Der Beitrag, den die EU-Kommission dazu leisten kann, hatte Kommissionspräsidentin von der Leyen bereits beschrieben. Es gehe darum, Räume der Diplomatie zu nutzen und auszuschöpfen.
"Wir haben bewährte Kontakte mit vielen Akteuren in der Region und darüber hinaus aufgebaut, um die Situation zu deeskalieren. Wir haben diskutiert, welche Folgen sie hat für mehrere Bereiche, zum Beispiel Energie, Verkehr, Stabilisierung, wirtschaftliche Entwicklung und Wiederaufbau. Die EU ist in diesem Bereich sehr engagiert und ihre Stimme wird gehört."
EU will Atomabkommen am Leben erhalten
Die Stimme der EU ist dabei unter anderem der Außenbeauftragte Josep Borrell. Er hatte am vergangenen Wochenende vor einer Spirale der Gewalt gewarnt, den iranischen Außenminister Sarif nach Brüssel eingeladen, mit diesem telefoniert. Eines der Kernanliegen der EU im Umgang mit dem Iran ist es, das stark gefährdete internationale Atomabkommen, auch JCPOA genannt, am Leben zu erhalten beziehungsweise wiederzubeleben.
"Das Atomabkommen ist heute wichtiger denn je, denn es ermöglicht uns, auf multilateraler Ebene mit Russland und China über viele Risiken zu sprechen, denen wir begegnen."
Der Iran hat allerdings die fünfte und letzte Phase des Rückzugs aus dem Vertrag angekündigt, auch wenn er weiterhin mit der Internationalen Atomenergiebehörde kooperieren will. Zur Debatte steht, dass die Europäer das im Abkommen vorgesehene, mehrstufige Streitschlichtungsverfahren aktivieren, mit dem am Ende wieder die UN-Sanktionen gegen den Iran in Kraft gesetzt könnten. Cornelius Adebahr, Iranexperte bei der Deutschen Gesellschaft für Auswärtige Politik, hält das Instrument für wenig hilfreich:
"Ob das etwas nützt, wage ich zu bezweifeln, weil ja durch diesen Mechanismus nur etwas formalisiert wird, was im Moment der Fall ist, dass eine Seite diesen Atomdeal nicht mehr erfüllt. Am Ende müsste aber ja eine Lösung stehen, wie der Iran wieder zurückgebracht werden kann und diese Lösung ist eigentlich offensichtlich, es müsste eine Art von Handel geben mit den Europäern geben."
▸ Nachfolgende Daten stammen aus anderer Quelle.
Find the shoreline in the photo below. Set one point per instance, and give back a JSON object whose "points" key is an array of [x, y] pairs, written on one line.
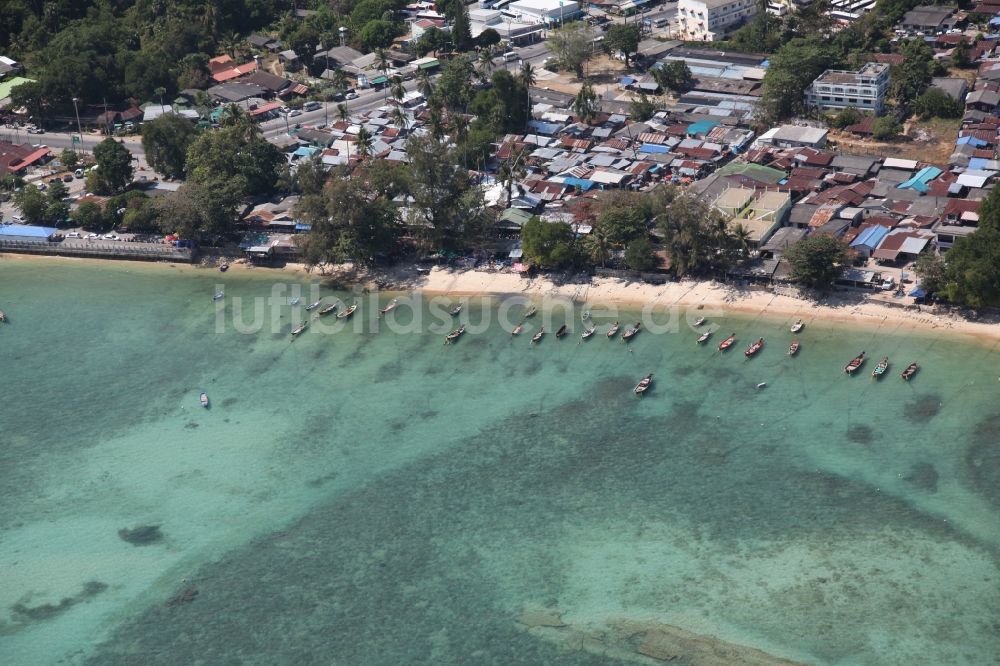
{"points": [[843, 308]]}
Das ist eigentlich Aufgabe der Handelsgesellschaft Instex, die europäischen Firmen das Irangeschäft ermöglichen soll, an US-Sanktionen vorbei. Ein Konstrukt, mit dem Teheran davon überzeugt werden soll, dass es vom Abkommen profitiere. Hier sieht der Iranexperte Cornelius Adebahr Spielräume:
"Gerade was die Geschäfte betrifft, da könnte es eben auch eine Schnittmenge mit den USA geben. Die USA sagen, dass sie ihrerseits den sogenannten humanitären Handel aufrechterhalten wollen, also den Handel mit Lebensmitteln, Medikamenten und Ähnlichem. Das ist genau der Kanal, den Instex anbieten könnte."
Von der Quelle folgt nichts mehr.